Ya Allah, berilah aku kesembuhan atas penyakitku ini. KKN tiga hari lagi, namun penyakit yang bersarang di tubuhku tak kunjung sembuh. Badanku terus menggigil, tambahan lagi pilek dan batuk menyusul bertubi-tubi. Juga cuaca yang kurang bersahabat dengan kesehatanku. Sudah tiga hari tenggorokan aku serak. Akibatnya suara gak jelas. Bahkan setiap malam aku gak bisa ngomong.
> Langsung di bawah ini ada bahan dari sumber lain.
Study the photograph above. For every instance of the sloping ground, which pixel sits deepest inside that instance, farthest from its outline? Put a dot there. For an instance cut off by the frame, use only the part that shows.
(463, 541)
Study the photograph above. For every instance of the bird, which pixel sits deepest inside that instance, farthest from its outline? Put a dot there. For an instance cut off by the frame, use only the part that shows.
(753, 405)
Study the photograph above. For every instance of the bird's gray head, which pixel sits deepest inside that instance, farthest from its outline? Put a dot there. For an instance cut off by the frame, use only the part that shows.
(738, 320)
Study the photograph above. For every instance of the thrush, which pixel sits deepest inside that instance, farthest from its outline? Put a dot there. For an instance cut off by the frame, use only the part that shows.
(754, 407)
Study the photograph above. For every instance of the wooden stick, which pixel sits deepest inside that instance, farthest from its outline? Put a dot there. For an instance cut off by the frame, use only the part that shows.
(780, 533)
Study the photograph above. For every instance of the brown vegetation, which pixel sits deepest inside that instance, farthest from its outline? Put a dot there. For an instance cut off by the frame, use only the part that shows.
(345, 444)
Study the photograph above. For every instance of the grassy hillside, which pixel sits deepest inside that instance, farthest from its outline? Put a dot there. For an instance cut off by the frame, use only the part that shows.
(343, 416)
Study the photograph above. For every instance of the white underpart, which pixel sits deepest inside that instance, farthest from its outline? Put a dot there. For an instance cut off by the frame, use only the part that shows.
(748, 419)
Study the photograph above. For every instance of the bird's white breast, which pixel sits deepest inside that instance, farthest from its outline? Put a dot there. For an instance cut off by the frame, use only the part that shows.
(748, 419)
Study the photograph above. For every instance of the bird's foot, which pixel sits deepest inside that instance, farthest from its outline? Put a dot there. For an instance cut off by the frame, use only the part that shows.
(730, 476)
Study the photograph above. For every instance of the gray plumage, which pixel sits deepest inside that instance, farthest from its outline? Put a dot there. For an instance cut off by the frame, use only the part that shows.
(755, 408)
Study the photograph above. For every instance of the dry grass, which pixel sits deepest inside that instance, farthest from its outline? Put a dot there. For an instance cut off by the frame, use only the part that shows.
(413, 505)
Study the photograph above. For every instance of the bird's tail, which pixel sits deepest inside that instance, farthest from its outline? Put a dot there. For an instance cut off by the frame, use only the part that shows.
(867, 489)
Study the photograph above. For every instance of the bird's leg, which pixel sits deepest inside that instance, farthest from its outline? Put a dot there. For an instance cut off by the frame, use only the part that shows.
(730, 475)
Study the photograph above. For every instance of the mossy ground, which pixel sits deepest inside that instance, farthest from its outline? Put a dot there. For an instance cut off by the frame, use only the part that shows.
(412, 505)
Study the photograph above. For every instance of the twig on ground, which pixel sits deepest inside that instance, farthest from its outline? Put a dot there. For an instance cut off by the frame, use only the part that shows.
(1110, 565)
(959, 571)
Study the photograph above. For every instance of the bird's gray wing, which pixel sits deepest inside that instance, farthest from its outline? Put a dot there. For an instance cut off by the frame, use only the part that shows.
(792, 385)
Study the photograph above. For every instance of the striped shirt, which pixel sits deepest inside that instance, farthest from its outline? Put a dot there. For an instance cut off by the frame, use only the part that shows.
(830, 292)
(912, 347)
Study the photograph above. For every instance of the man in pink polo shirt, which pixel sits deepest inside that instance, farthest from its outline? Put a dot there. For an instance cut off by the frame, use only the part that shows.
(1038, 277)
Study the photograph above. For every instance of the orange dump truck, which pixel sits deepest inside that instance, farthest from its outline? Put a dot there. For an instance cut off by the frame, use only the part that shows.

Akhirnya aku berangkat juga KKN.
“Hati-hati, Kar. Jaga kesehatan. Aku gak mau kamu sakit di sana. Dan jangan lupa sama aku ya...” Pesan Udin sore itu saat aku mau berangkat KKN. Aku hanya membalas dengan seulas senyum.

***

Sudah setahun aku mengenal Udin. Tapi hubungan kami putus begitu saja karena kami berbeda Universitas. Kami satu angkatan di pengkaderan PMII. Maret 2007 lalu di Kota Singkawang. Aku satu kelompok dengannya. Kami cukup akrab saat itu. Hanya selama tiga hari dua malam. Kami harus berpisah karena waktu jua.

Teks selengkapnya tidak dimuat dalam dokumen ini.